再び短くて申し訳ない。このGWのどっかでもう1話投稿出来たらトントンってことで許してください。

 残り時間はあと1週間程しかない。これをなんとかするには恐らくネクミスたちがいるルフトで起こっている精神汚染の原因を取り除く必要がある。


 しかし、レネッフェ・ニーヴェルハックのことも問題だ。彼女がリリアーナとラミューラを完全に魅了した場合、誰も彼女を倒すことが出来ず、世界を征服することすら可能だ。

 いや、彼女が視界に入ったり声を聞いただけで、大半の者は魅了されることを考えたらリリアーナとラミューラがいても勝算があるかどうか……。


 だからこそ、多少のリスクを犯すことになってもやれることはやっておくべきなのだ。


 エヴァンの身体と入れ替わった僕はリリアーナとラミューラの様子を確認しようと目を開けて違和感を感じながらもベッドから出る。


 何か重いなと思っていたら、これが原因か。


 恐らくレネッフェへの対策として、同性なら魅了の効果が比較的小さいと予想してのことだろう。魔物すらも魅了するレネッフェに対しては付け焼き刃でしか無いが、エヴァンならそれでも効果はあるだろう。


 姿はそのままにリリアーナたちにバレないように外に出た。


 エヴァンによると、レネッフェが接触してきた時に場所を変えて話がしたいと言われたらしい。近くにリリアーナとラミューラもいたのだが、レネッフェの声は聞こえなかったようだ。


 その場所は、僕とレネッフェが初めて会った場所。魔法の霧が立ち込める世界樹の森、その最奥だ。


 世界樹の森は発見することすら困難で、森には深い霧が立ち込めている。その霧も厄介な性質を持っておりある程度距離の離れた魔法やスキルは霧によって効果が消えてしまう。これは使い手によって距離が変わるが、当時の僕で精々約70メートルだったから、魔力の1/1000の距離だと思う。


 何故そこを指定したのかはレネッフェの配慮だろう。あそこなら少し離れる必要があるが、大抵の者はレネッフェと話をすることが出来るはずだ。


 問題はどうやって世界樹の森に行くのか。世界樹の森は神出鬼没で御伽噺に出てくるような場所。普通に探しても見つからない。それではどうやって見つけるのか。それには特別な物が必要なのだ。


 それが世界樹の葉。世界樹が認めた者のみに与える葉っぱで、初代勇者は上位の世界樹の枝を持っていたとか。なんでも、死んですぐの者ならば1枚消費して蘇生出来るらしい。

 普段はただのお守りのような物だが、生命力に満ち溢れており世界樹の森への道を示してくれる。


 懐かしいな。これを手に入れるのに結構苦労したっけ?


 ミシェルの植物鑑定マスターを利用して世界樹の葉もどきを製造し、なんとかして世界樹の森にたどり着けた記憶がある。
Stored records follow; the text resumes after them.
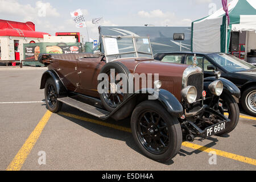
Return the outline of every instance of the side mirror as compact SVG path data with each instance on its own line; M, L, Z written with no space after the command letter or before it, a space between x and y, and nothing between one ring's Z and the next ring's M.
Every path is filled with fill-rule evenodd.
M213 65L208 65L207 66L207 70L213 70L215 71L215 67Z

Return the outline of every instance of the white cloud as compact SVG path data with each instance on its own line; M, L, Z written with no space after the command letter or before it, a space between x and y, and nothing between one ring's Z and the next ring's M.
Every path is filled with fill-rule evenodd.
M170 16L174 16L174 13L171 12L166 12L163 13L160 10L154 10L151 11L150 12L147 12L144 11L140 11L138 13L138 15L141 17L144 18L168 18Z
M24 20L32 20L38 18L39 11L43 7L45 7L46 16L57 17L60 15L49 3L43 3L41 1L37 1L35 7L30 4L20 4L16 0L0 0L0 5L1 13L23 17Z
M163 12L160 10L151 11L139 11L137 15L140 16L142 24L143 23L153 24L155 26L191 26L192 20L189 19L180 19L174 13Z
M212 2L212 0L190 0L191 3L195 3L196 4L204 4L204 3L209 3Z

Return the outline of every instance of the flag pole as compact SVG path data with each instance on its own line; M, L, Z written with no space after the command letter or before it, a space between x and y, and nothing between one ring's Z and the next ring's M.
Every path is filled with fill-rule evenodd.
M85 26L86 26L86 31L87 31L87 39L88 40L88 42L89 42L89 32L88 32L88 27L87 27L87 24L86 24L86 22L84 22L85 23Z
M228 53L228 17L226 15L226 42L225 42L225 52L226 53Z

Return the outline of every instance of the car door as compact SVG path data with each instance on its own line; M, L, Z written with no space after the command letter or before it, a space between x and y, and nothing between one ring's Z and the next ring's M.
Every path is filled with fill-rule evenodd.
M80 75L80 87L78 92L97 97L98 75L106 61L102 57L92 57L81 59L78 61L78 73Z
M181 63L182 55L166 55L161 60L161 61L171 63Z
M77 60L60 59L57 73L60 75L68 90L76 92L79 87L79 75L77 74Z

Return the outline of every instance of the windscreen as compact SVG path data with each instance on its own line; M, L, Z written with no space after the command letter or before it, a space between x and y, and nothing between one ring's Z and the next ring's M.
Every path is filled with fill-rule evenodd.
M230 72L236 72L256 68L255 67L233 55L225 53L208 55L217 64Z
M107 61L127 57L153 58L148 38L103 36L102 38Z

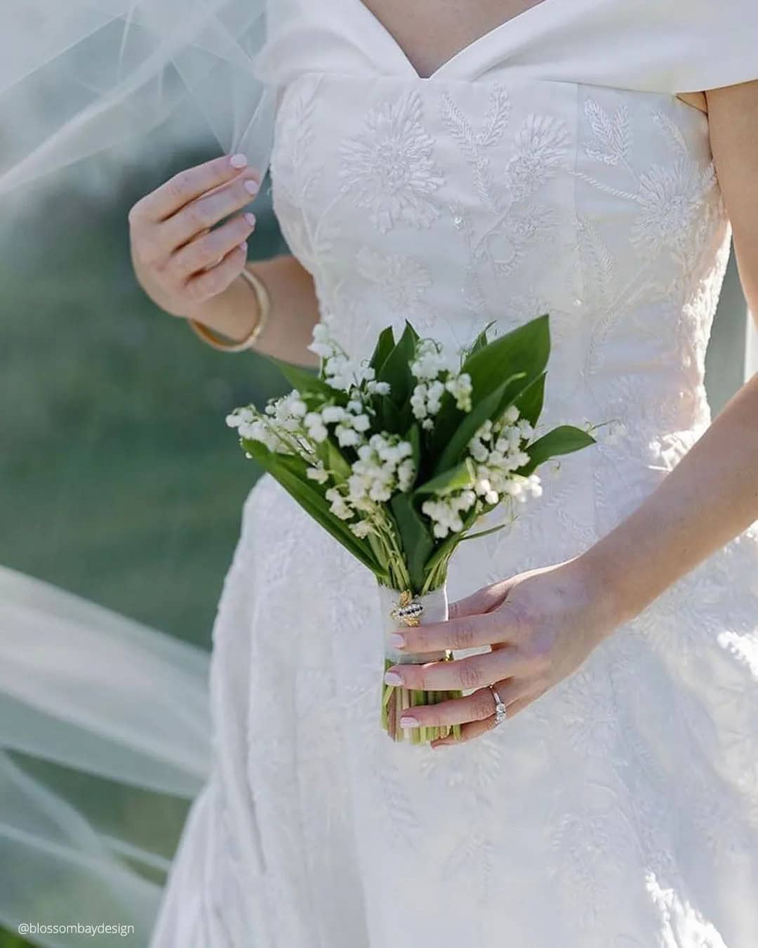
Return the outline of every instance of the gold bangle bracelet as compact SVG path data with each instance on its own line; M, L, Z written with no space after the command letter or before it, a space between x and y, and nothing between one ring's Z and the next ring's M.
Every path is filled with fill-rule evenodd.
M261 277L259 277L257 273L253 273L252 270L248 270L246 266L242 270L240 276L244 277L250 286L252 286L258 300L259 311L256 324L244 339L241 339L239 342L225 339L221 336L217 335L208 326L206 326L202 322L198 322L197 319L187 320L190 323L190 328L195 336L199 337L204 342L208 343L208 345L211 346L213 349L218 349L225 353L241 353L245 349L251 349L256 339L265 329L266 323L268 322L268 315L271 311L271 295L269 294L268 288Z

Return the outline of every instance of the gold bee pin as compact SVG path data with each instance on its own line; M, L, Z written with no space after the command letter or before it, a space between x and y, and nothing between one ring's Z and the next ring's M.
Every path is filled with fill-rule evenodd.
M424 606L406 590L400 593L400 598L392 607L389 614L399 626L418 626L421 624Z

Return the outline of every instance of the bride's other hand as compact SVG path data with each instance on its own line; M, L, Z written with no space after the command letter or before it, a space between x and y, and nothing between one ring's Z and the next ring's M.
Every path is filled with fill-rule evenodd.
M496 685L510 719L587 658L623 621L607 587L581 557L529 570L485 586L450 605L447 622L403 629L412 652L490 646L491 651L452 662L393 665L406 688L428 691L476 688L470 695L412 709L418 725L460 723L460 743L495 726ZM409 718L404 713L401 719ZM508 726L507 720L502 725Z
M156 305L172 316L191 317L240 275L255 216L235 211L253 200L260 186L244 155L225 155L179 172L134 205L132 263Z

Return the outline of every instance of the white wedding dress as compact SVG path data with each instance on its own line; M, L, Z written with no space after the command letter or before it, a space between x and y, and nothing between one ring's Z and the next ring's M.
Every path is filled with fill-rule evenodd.
M345 348L547 312L544 425L625 426L463 544L451 598L586 550L710 422L731 227L708 118L675 93L734 56L679 48L688 4L656 33L659 6L547 0L429 78L359 0L275 22L274 206ZM262 478L153 948L758 945L755 525L460 747L388 739L382 660L373 577Z

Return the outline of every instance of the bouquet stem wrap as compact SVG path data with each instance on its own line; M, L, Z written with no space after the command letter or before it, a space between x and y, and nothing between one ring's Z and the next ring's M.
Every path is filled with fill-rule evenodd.
M379 584L379 601L385 640L385 671L394 665L424 665L428 662L452 661L453 653L447 649L418 653L407 650L400 651L389 641L392 632L403 628L447 620L446 583L442 583L442 586L424 595L418 596L411 596L408 592L393 590ZM451 731L456 737L460 737L460 724L444 727L404 728L400 726L400 719L403 712L407 711L408 714L411 714L410 709L420 704L439 704L441 702L460 698L462 692L460 690L410 690L402 685L383 684L382 726L392 740L405 740L413 744L424 744L437 738L447 737Z

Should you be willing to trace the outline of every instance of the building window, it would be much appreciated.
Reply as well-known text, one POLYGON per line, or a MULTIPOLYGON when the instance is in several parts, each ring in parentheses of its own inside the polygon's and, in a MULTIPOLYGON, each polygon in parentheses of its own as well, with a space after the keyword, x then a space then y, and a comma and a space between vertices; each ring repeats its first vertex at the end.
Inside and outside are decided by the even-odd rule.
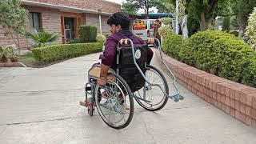
POLYGON ((30 12, 30 29, 38 31, 42 28, 41 14, 30 12))

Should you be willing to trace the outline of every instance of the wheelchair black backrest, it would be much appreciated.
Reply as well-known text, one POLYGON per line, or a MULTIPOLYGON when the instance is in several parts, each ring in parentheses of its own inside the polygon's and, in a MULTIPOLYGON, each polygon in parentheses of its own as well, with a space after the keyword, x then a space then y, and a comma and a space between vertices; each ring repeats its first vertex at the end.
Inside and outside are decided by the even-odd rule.
MULTIPOLYGON (((118 74, 127 82, 131 91, 134 92, 143 87, 145 79, 134 62, 131 49, 130 46, 118 48, 117 57, 119 64, 117 65, 117 68, 119 70, 118 74)), ((134 46, 135 59, 143 73, 146 72, 147 49, 147 44, 134 46)))

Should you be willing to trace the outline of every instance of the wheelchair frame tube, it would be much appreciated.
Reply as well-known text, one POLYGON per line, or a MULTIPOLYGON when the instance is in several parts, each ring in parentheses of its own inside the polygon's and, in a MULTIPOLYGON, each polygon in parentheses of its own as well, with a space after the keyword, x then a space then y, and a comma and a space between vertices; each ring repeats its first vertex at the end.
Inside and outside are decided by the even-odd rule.
MULTIPOLYGON (((175 87, 175 89, 176 89, 176 90, 177 90, 177 94, 174 94, 174 95, 168 95, 168 94, 162 90, 162 88, 158 84, 150 83, 150 82, 148 82, 148 81, 146 80, 146 76, 144 75, 144 74, 143 74, 143 72, 142 71, 141 68, 138 66, 138 65, 137 62, 136 62, 136 58, 135 58, 135 56, 134 56, 134 53, 135 53, 135 52, 134 52, 134 42, 132 42, 131 39, 130 39, 130 38, 127 38, 127 39, 128 39, 128 41, 130 41, 130 45, 131 45, 131 47, 132 47, 132 53, 133 53, 134 62, 137 69, 138 69, 138 71, 140 72, 140 74, 142 75, 142 77, 143 77, 143 78, 145 79, 145 81, 146 81, 147 83, 149 83, 150 85, 158 86, 158 87, 161 89, 161 90, 162 91, 162 93, 163 93, 166 96, 167 96, 167 97, 169 97, 169 98, 172 98, 172 99, 174 99, 174 97, 179 96, 179 95, 180 95, 180 92, 179 92, 179 90, 178 90, 178 87, 177 87, 177 86, 176 86, 176 84, 175 84, 176 78, 175 78, 174 75, 170 72, 170 69, 166 66, 166 65, 165 63, 164 63, 164 64, 165 64, 165 66, 168 68, 167 70, 168 70, 168 71, 171 74, 171 75, 174 78, 174 82, 173 82, 173 84, 174 85, 174 87, 175 87)), ((157 39, 157 38, 156 38, 156 39, 157 39)), ((161 53, 161 52, 162 52, 162 51, 161 51, 161 50, 162 50, 162 49, 161 49, 161 45, 160 45, 160 42, 159 42, 158 39, 158 44, 159 44, 160 54, 162 54, 162 53, 161 53)), ((163 62, 163 61, 162 61, 162 56, 161 56, 161 60, 162 60, 162 62, 163 62)))

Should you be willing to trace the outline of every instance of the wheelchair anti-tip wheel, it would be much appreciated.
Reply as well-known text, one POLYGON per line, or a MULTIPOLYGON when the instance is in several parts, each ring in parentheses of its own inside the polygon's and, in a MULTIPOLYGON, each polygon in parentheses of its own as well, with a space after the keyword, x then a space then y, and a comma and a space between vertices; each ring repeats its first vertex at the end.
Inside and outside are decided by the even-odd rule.
MULTIPOLYGON (((167 81, 159 70, 153 66, 147 66, 146 77, 150 83, 158 84, 169 94, 167 81)), ((134 94, 139 98, 135 98, 138 103, 150 111, 161 110, 168 101, 168 97, 162 93, 158 86, 150 86, 147 82, 145 82, 144 86, 134 92, 134 94)))
POLYGON ((107 77, 106 85, 97 86, 95 102, 99 115, 108 126, 122 129, 130 124, 134 115, 134 100, 128 84, 121 76, 112 72, 107 77))

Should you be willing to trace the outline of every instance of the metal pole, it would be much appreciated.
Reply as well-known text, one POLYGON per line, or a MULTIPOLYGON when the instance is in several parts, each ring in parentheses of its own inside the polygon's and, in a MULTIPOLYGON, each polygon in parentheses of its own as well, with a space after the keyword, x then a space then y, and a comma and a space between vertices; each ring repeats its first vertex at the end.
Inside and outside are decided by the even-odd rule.
POLYGON ((99 19, 99 30, 101 34, 102 34, 102 16, 101 14, 98 15, 98 19, 99 19))
POLYGON ((178 34, 178 0, 176 0, 176 34, 178 34))
POLYGON ((98 22, 99 22, 99 31, 101 34, 102 34, 102 10, 98 9, 98 22))

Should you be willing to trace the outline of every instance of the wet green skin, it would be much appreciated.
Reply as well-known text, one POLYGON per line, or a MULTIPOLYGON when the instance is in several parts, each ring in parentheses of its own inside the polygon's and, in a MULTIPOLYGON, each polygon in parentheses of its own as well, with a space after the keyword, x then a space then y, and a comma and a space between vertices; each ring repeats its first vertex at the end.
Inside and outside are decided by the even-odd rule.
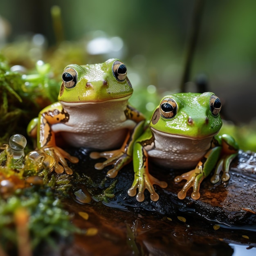
POLYGON ((142 202, 147 189, 151 200, 157 201, 159 196, 153 185, 167 186, 166 182, 149 174, 149 159, 168 168, 192 169, 175 179, 177 182, 186 180, 178 193, 180 199, 185 198, 191 187, 191 198, 199 198, 200 184, 215 166, 211 182, 219 181, 221 171, 222 180, 228 180, 229 165, 238 147, 231 137, 216 135, 222 125, 219 113, 221 107, 219 99, 209 92, 177 93, 163 98, 148 127, 135 143, 135 178, 128 195, 135 196, 138 189, 136 199, 142 202))
POLYGON ((126 67, 116 59, 65 68, 58 102, 43 109, 28 127, 28 133, 37 137, 38 148, 53 157, 56 172, 72 174, 65 159, 78 161, 57 146, 59 133, 64 145, 101 151, 117 148, 90 155, 107 159, 95 165, 98 169, 114 165, 108 173, 110 177, 131 161, 133 144, 143 132, 145 118, 128 104, 133 89, 126 75, 126 67))

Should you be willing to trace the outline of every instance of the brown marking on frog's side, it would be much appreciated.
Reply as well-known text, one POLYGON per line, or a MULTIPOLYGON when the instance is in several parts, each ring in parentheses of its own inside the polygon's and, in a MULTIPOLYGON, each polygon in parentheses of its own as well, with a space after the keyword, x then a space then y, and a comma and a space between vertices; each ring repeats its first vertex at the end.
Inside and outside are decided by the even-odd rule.
POLYGON ((152 137, 148 139, 145 139, 143 140, 139 143, 143 147, 146 147, 148 145, 151 145, 152 143, 154 143, 155 142, 155 136, 152 133, 152 137))
POLYGON ((159 108, 157 108, 155 110, 155 112, 154 112, 154 114, 152 116, 152 119, 151 119, 152 124, 155 124, 158 121, 160 118, 160 110, 159 110, 159 108))

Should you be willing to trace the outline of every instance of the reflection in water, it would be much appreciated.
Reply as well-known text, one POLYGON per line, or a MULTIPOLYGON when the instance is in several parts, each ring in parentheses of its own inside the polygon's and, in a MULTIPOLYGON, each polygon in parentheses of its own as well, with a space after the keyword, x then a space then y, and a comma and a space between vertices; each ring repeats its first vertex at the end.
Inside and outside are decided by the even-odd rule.
POLYGON ((229 244, 229 245, 234 249, 234 253, 232 256, 251 256, 256 255, 256 248, 250 249, 245 245, 239 245, 234 244, 229 244))

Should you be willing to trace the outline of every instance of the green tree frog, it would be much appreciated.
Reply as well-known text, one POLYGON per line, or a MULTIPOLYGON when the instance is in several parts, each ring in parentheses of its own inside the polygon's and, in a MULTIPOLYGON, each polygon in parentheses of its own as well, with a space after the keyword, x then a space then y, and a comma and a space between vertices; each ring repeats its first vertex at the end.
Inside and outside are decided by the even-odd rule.
POLYGON ((72 174, 65 159, 78 161, 57 146, 60 135, 73 146, 101 151, 115 149, 90 154, 92 158, 107 159, 97 164, 97 169, 114 165, 108 173, 110 177, 131 160, 133 144, 143 132, 145 117, 128 104, 133 89, 127 72, 124 64, 117 59, 65 68, 58 101, 41 110, 28 127, 29 134, 37 137, 38 148, 54 159, 56 173, 65 170, 72 174))
POLYGON ((216 166, 211 178, 213 183, 229 177, 229 169, 238 150, 234 138, 228 135, 216 135, 222 126, 220 116, 221 103, 210 92, 203 94, 177 93, 163 98, 156 108, 145 132, 136 141, 133 152, 135 178, 128 194, 144 200, 146 189, 153 201, 159 195, 154 184, 162 188, 167 183, 149 174, 148 159, 162 166, 178 169, 193 168, 176 177, 175 181, 186 180, 177 195, 184 199, 193 187, 191 198, 200 197, 199 189, 202 180, 216 166))

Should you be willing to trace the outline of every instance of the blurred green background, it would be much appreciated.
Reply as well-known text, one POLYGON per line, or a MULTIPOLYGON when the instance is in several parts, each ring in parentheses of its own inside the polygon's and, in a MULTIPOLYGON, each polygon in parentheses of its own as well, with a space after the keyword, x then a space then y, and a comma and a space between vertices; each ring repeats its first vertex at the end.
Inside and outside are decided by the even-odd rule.
MULTIPOLYGON (((222 99, 227 119, 236 124, 255 122, 256 1, 204 2, 191 80, 194 81, 200 74, 207 76, 207 90, 222 99)), ((61 69, 76 59, 81 63, 78 64, 86 64, 117 57, 128 67, 135 95, 140 86, 153 84, 162 97, 179 91, 195 2, 2 1, 0 47, 10 56, 16 49, 13 45, 7 47, 7 43, 29 38, 51 49, 61 41, 61 50, 56 57, 61 69), (54 32, 56 23, 51 10, 55 5, 61 10, 63 34, 59 29, 54 32), (32 37, 38 34, 45 37, 32 37), (84 52, 78 50, 80 48, 84 52), (78 55, 80 58, 76 59, 78 55)), ((37 58, 47 61, 43 59, 45 55, 34 52, 37 58)), ((195 90, 193 83, 189 83, 187 90, 195 90)))

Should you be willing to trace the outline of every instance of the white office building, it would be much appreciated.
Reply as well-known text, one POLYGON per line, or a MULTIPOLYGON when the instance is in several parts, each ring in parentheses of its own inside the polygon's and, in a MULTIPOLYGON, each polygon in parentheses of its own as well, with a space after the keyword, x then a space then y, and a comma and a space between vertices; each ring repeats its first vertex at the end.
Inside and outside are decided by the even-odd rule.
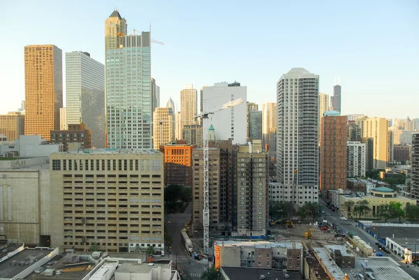
POLYGON ((83 122, 91 131, 91 145, 104 148, 105 66, 88 52, 66 52, 66 126, 83 122))
POLYGON ((278 81, 277 93, 277 180, 284 190, 282 201, 293 198, 298 206, 317 202, 318 75, 292 68, 278 81), (293 191, 295 170, 297 189, 293 191))
POLYGON ((346 177, 365 177, 367 145, 348 141, 346 145, 346 177))
POLYGON ((228 140, 233 144, 246 144, 247 126, 247 87, 240 83, 215 83, 203 89, 203 111, 212 112, 230 101, 242 98, 243 103, 210 115, 209 124, 216 129, 216 138, 228 140))

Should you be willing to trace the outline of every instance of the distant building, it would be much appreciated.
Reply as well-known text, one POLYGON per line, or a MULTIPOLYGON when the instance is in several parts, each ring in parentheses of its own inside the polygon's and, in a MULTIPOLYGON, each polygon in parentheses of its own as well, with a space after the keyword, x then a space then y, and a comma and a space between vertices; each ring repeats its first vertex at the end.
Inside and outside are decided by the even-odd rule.
POLYGON ((13 141, 24 134, 24 115, 20 112, 9 112, 0 115, 0 134, 13 141))
POLYGON ((367 145, 348 141, 346 145, 346 177, 365 177, 367 145))
POLYGON ((346 117, 326 111, 321 119, 320 186, 322 193, 346 187, 346 117))
POLYGON ((86 251, 96 243, 98 251, 131 252, 152 246, 164 254, 162 153, 54 153, 50 166, 52 246, 86 251))
POLYGON ((91 132, 86 129, 86 125, 68 124, 68 130, 51 131, 51 142, 54 144, 63 144, 63 152, 68 151, 68 144, 80 143, 80 148, 91 148, 91 132))

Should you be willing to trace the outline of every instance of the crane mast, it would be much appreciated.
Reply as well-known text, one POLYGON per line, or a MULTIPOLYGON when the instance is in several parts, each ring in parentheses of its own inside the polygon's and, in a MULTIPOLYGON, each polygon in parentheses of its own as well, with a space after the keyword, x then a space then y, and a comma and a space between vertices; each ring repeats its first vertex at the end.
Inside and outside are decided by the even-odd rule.
POLYGON ((210 172, 210 159, 208 149, 208 115, 214 114, 216 112, 228 109, 237 105, 242 104, 242 98, 230 101, 222 106, 214 109, 212 112, 203 112, 201 114, 195 116, 196 118, 203 119, 203 157, 204 157, 204 211, 203 211, 203 226, 204 226, 204 253, 210 253, 210 182, 208 175, 210 172))

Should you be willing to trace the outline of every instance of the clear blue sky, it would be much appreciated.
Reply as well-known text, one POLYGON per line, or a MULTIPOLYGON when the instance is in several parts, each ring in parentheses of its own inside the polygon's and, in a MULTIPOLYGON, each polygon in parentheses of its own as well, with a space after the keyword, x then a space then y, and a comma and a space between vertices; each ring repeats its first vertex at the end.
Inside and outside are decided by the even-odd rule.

 世界樹の葉に従い地を駆け空を駆け、世界樹の森へと向かった。


 世界樹の森には魔物は存在せず、代わりに世界樹で出来たガーディアンが存在する。ガーディアンは霧の影響を受けない為、倒すことは難しいが、勝手に森のものを持っていかなければ襲われることもないので安全な場所だと思う。


 何事も無く最深部───つまり、世界樹へとたどり着く。


 数メートル先しか見えない程の霧の中を空間把握のスキルを使うことで狭い範囲だが、世界樹の根や草花に足をとられる心配をせずに歩くことが出来るので思ったよりは時間はかからなかった。


 結構早く着いたな。まぁ、女性との待ち合わせに遅れる訳にはいかないから嬉しい誤算だ。


 レネッフェの姿が見当たらないので世界樹に背中を預けていると数分後にレネッフェが現れた。


「もう来ていたのね。女性を待たせないのは流石勇者といったところかしら?」

「それ勇者は関係ないでしょ」


 魅了の効果は全く無い。霧の影響なのか、僕に耐性があるのかは分からないけど、話をすることは出来そうだ。


「そうね。だって貴方は勇者じゃないもの」


 レネッフェの言葉に反応しそうになる身体を抑えてその言葉の真意を探る。


「……それは魔王を倒したことで、もう僕が人間に勇者であることが出来なくなったことを指してるのか?」

「ふふっ。エヴァンとしてはそれで正解よ。でも、トウヤとしての答えは不正解ね」


 既に確信があるのか?僕がエヴァンと入れ替わりをしていることに。


「トウヤの魂の一部をその眷属が所持していることは分かってるわ。それが原因でトウヤは死ななかったことも」


 レネッフェは表に出なかった分時間は沢山あったし、その時間を僕のことを調べるのに使ったってことか?その理由までは分からないけど、唯一魅了が効かなかった僕は彼女の天敵なり得ると思ったのかも知れない。


「あの研究施設の場所は勇者が知ってるはずがない。にも拘らず聖女と2人で来たのは貴方の中にトウヤの魂があるからとしか考えられないの。聖女の場合もあったけど、彼女はトウヤが生きていることすら知らないって報告にあっし」


 確かに僕のことをリリアーナに話したのはつい最近の話だ。だからエヴァンとの繋がりを疑うのは当然といえる。


「それを確かめる為にこの場を設けたってこと?」

「ええ。そして、それは貴方の魔力を見ればすぐに分かったわ。この前分からなかったのは、今の貴方がトウヤだからか、女性だとトウヤの魂との結びつきが強いから、ってところかしら?」


 少しの綻びからここまで推測するのか。だけど彼女の魅了が効かなかった場合は僕だってバレるだろうから構わない。